Über belastete Straßennamen und aussterbende Zeitzeugen

In der heutigen Zeit spielt Erinnerungskultur eine immer größere Rolle und rückt zunehmend in den Fokus der Öffentlichkeit. Besonders die Zeit des Zweiten Weltkriegs und des Nationalsozialismus haben sich in das kollektive Gedächtnis unserer Gesellschaft eingebrannt. Großeltern und Urgroßeltern können noch vereinzelt über diese Zeit berichten, dennoch steht man vor dem Problem, dass Zeitzeugen allmählich “aussterben” - befinden sich diese geringstenfalls im hohen Alter von rund neunzig Jahren.
Foto: APA/dpa Rosen und Holzkreuze mit der Aufschrift "in Remembrance"

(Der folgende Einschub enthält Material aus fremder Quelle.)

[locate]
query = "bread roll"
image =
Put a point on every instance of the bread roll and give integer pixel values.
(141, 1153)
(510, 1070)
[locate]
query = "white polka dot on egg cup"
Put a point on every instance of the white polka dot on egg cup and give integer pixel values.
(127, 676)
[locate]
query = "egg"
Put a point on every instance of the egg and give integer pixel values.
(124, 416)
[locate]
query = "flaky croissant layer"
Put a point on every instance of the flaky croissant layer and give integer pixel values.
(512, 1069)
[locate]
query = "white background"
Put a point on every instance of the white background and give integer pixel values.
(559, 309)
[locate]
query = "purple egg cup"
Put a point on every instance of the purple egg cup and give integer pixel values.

Die Zeithistorikerin Barbara Stelzl-Marx gibt zu bedenken, dass der Verlust der Zeitzeugenschaft nur schwer zu kompensieren sei. Im Gespräch mit APA-Science zeigt die Leiterin des Ludwig Boltzmann Instituts für Kriegsfolgenforschung (BIK) und Professorin für europäische Zeitgeschichte an der Uni Graz Alternativen zu Zeitzeugeninterviews und die möglichen Auswirkungen und Veränderungen für Forschung und Gesellschaft auf.

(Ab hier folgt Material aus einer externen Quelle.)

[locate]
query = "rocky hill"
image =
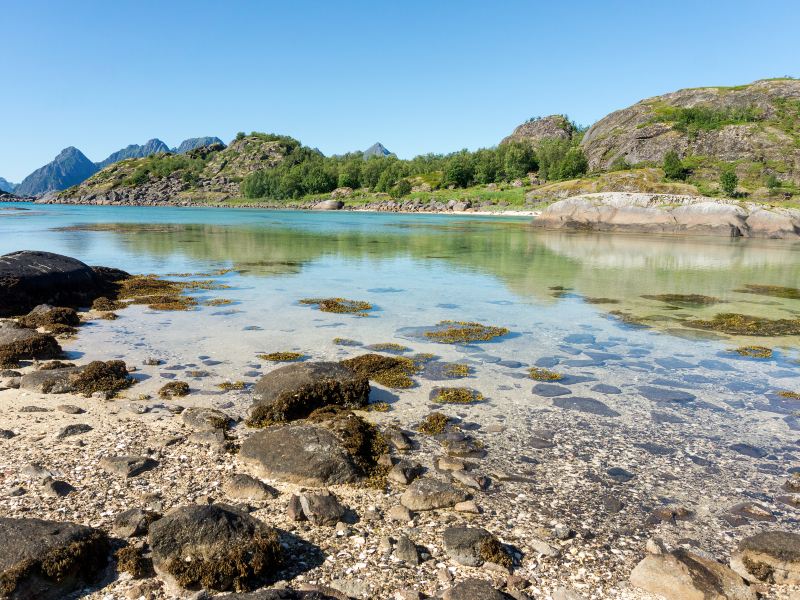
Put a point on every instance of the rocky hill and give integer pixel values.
(193, 143)
(68, 168)
(377, 149)
(541, 128)
(7, 186)
(757, 125)
(153, 146)
(209, 172)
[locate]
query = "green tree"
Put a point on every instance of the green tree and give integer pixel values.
(728, 180)
(673, 166)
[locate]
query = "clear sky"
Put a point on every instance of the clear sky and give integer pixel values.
(419, 76)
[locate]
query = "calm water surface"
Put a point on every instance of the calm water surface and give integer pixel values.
(420, 269)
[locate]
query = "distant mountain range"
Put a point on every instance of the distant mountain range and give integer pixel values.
(71, 166)
(7, 186)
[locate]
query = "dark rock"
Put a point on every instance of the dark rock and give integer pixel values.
(299, 453)
(29, 278)
(748, 450)
(474, 589)
(127, 466)
(196, 546)
(73, 429)
(322, 508)
(295, 390)
(49, 560)
(430, 494)
(133, 522)
(549, 390)
(771, 556)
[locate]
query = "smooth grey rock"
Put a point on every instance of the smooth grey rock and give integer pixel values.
(246, 488)
(298, 453)
(430, 494)
(682, 575)
(322, 508)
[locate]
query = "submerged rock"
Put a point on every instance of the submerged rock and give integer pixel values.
(682, 575)
(296, 390)
(215, 547)
(770, 556)
(49, 559)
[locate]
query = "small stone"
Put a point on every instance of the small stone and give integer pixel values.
(399, 513)
(467, 507)
(127, 466)
(246, 488)
(406, 550)
(74, 429)
(56, 488)
(322, 508)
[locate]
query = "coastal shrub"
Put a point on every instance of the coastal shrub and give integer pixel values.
(728, 180)
(673, 166)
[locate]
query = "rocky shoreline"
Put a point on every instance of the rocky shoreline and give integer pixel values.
(670, 214)
(306, 486)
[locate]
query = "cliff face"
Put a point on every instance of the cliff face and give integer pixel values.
(755, 123)
(211, 172)
(68, 168)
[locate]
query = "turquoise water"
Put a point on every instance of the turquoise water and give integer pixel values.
(420, 269)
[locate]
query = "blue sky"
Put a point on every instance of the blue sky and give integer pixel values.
(419, 76)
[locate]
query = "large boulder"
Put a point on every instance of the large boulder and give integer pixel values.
(667, 214)
(771, 556)
(682, 575)
(304, 454)
(31, 277)
(46, 560)
(294, 391)
(20, 343)
(213, 546)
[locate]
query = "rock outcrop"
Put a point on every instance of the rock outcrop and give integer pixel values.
(49, 559)
(752, 122)
(542, 128)
(30, 277)
(669, 214)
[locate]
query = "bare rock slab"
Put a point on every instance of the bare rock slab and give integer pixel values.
(299, 453)
(682, 575)
(49, 560)
(430, 494)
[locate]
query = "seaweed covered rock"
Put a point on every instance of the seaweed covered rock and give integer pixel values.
(55, 319)
(214, 546)
(294, 391)
(391, 371)
(49, 559)
(29, 278)
(20, 343)
(98, 376)
(473, 546)
(682, 575)
(770, 556)
(298, 453)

Generell ist es so, dass der Verlust von Zeitzeugen schwer zu kompensieren ist. Das sind Berichte aus erster Hand; wenn diese Zeitzeugen nicht mehr zur Verfügung stehen, dann verliert die Erinnerung an Unmittelbarkeit. Barbara Stelzl-Marx über den Verlust von Zeitzeugen

Durch den größer werdenden Abstand zum Zweiten Weltkrieg und der damit verbundenen Tatsache, dass zunehmend weniger Zeitzeugen zur Verfügung stehen, sei die Wertschätzung von Zeitzeugen in den vergangenen Jahren enorm angestiegen. Galten diese vor noch wenigen Jahrzehnten vielfach als “wertlos” für die Wissenschaft, bildet heutzutage die Erfahrungsgeschichte neben der Faktengeschichte einen Schwerpunkt – so auch am Institut für Kriegsfolgenforschung. Dort werden zahlreiche Forschungsprojekte mit Zeitzeugeninterviews umgesetzt. 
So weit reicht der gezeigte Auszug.